🤖 AI Summary
This study investigates the cognitive and linguistic foundations of entity salience in discourse—specifically, why certain entities are more readily attended to and retained in memory. Method: Drawing on a multi-genre English corpus, we propose a hierarchical salience metric grounded in *summary value*, integrating syntactic prominence, discourse relations (e.g., coherence structure), and pragmatic functions (e.g., information status and role importance). We extract features across levels—including syntactic position, anaphoric density, semantic role, and inferential load—and train an interpretable predictive model validated cross-genre. Contribution/Results: We demonstrate that entity salience is inherently multi-layered and cannot be adequately captured by single cues (e.g., definiteness or topical repetition).
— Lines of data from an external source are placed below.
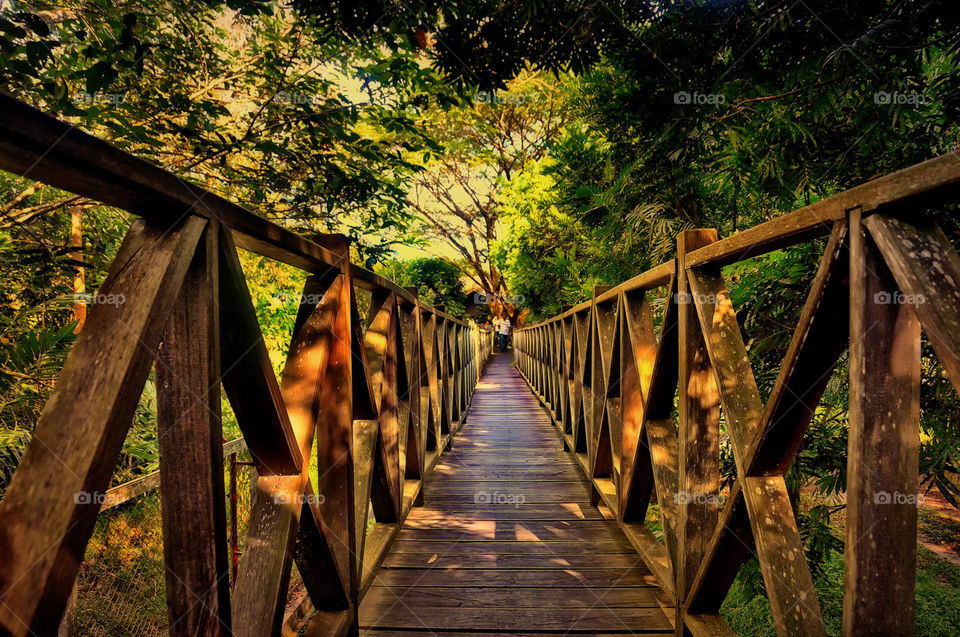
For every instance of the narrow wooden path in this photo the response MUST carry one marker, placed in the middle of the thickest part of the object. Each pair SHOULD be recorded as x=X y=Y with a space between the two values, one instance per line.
x=507 y=541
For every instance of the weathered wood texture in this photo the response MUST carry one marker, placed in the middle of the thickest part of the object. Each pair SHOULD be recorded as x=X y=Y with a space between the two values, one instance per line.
x=377 y=404
x=886 y=276
x=485 y=554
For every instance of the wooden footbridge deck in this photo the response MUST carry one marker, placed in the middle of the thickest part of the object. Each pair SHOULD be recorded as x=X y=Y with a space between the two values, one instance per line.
x=537 y=520
x=507 y=540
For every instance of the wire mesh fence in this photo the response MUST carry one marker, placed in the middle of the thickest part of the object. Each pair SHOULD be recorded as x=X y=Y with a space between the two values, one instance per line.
x=120 y=589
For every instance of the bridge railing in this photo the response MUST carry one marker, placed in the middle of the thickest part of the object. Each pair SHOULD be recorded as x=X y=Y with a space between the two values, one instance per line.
x=368 y=406
x=611 y=381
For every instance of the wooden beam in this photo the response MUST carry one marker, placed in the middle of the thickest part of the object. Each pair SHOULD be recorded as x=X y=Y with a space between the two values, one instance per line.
x=278 y=501
x=698 y=437
x=191 y=457
x=49 y=510
x=927 y=270
x=934 y=176
x=248 y=375
x=883 y=459
x=793 y=599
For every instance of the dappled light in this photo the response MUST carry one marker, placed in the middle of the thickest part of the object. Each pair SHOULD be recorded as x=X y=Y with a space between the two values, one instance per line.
x=479 y=317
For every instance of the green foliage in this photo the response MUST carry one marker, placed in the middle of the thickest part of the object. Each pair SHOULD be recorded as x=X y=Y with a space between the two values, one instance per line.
x=437 y=281
x=937 y=599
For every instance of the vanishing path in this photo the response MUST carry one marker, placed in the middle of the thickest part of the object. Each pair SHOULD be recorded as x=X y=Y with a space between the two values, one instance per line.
x=507 y=540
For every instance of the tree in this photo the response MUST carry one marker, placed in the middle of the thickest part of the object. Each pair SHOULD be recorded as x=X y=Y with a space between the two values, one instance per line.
x=485 y=144
x=437 y=281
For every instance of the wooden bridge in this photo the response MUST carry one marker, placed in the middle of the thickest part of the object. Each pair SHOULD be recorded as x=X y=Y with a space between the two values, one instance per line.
x=433 y=507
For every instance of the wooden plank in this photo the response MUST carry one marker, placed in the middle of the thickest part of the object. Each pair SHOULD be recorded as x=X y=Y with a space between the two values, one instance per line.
x=279 y=502
x=381 y=597
x=698 y=435
x=476 y=549
x=787 y=577
x=732 y=545
x=248 y=376
x=138 y=486
x=920 y=180
x=40 y=147
x=927 y=270
x=638 y=357
x=189 y=433
x=816 y=345
x=818 y=341
x=509 y=562
x=633 y=620
x=49 y=509
x=512 y=578
x=509 y=547
x=883 y=459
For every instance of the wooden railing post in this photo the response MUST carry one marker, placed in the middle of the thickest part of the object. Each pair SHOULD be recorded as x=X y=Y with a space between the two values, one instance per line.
x=883 y=460
x=191 y=454
x=698 y=437
x=50 y=507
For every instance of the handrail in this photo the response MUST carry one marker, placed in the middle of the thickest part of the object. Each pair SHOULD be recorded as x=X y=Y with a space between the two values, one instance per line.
x=375 y=403
x=610 y=383
x=55 y=152
x=939 y=176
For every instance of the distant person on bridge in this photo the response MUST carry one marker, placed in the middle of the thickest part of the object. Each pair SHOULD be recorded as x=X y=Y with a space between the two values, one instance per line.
x=503 y=331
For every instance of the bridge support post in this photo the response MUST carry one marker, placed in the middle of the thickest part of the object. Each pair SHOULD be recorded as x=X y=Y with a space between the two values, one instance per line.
x=698 y=437
x=883 y=458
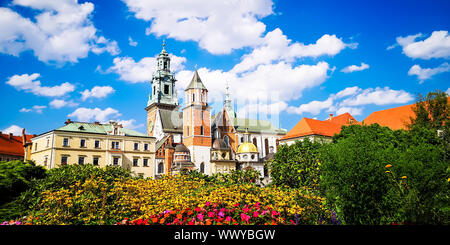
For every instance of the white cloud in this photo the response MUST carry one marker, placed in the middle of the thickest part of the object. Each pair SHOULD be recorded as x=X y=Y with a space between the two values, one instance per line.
x=435 y=46
x=131 y=42
x=276 y=47
x=61 y=31
x=84 y=114
x=28 y=83
x=14 y=129
x=97 y=92
x=57 y=103
x=426 y=73
x=35 y=108
x=141 y=71
x=354 y=68
x=218 y=26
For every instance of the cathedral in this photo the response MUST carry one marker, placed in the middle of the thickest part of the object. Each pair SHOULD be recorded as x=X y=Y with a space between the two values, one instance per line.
x=190 y=138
Instead, it emerges from the interaction of syntactic, referential, semantic, and pragmatic factors. Our framework advances computational discourse understanding and coreference resolution by offering both theoretical grounding—positioning salience as a graded, context-sensitive construct—and a robust, explainable modeling approach validated across diverse genres.
📝 Abstract
Entities in discourse vary broadly in salience: main participants, objects and locations are noticeable and memorable, while tangential ones are less important and quickly forgotten, raising questions about how humans signal and infer relative salience. Using a graded operationalization of salience based on summary-worthiness in multiple summaries of a discourse, this paper explores data from 24 spoken and written genres of English to extract a multifactorial complex of overt and implicit linguistic cues, such as recurring subjecthood or definiteness, discourse relations and hierarchy across utterances, as well as pragmatic functional inferences based on genre and communicative intent. Tackling the question 'how is the degree of salience expressed for each and every entity mentioned?' our results show that while previous approaches to salience all correlate with our salience scores to some extent, no single generalization is without exceptions, and the phenomenon cuts across all levels of linguistic representation.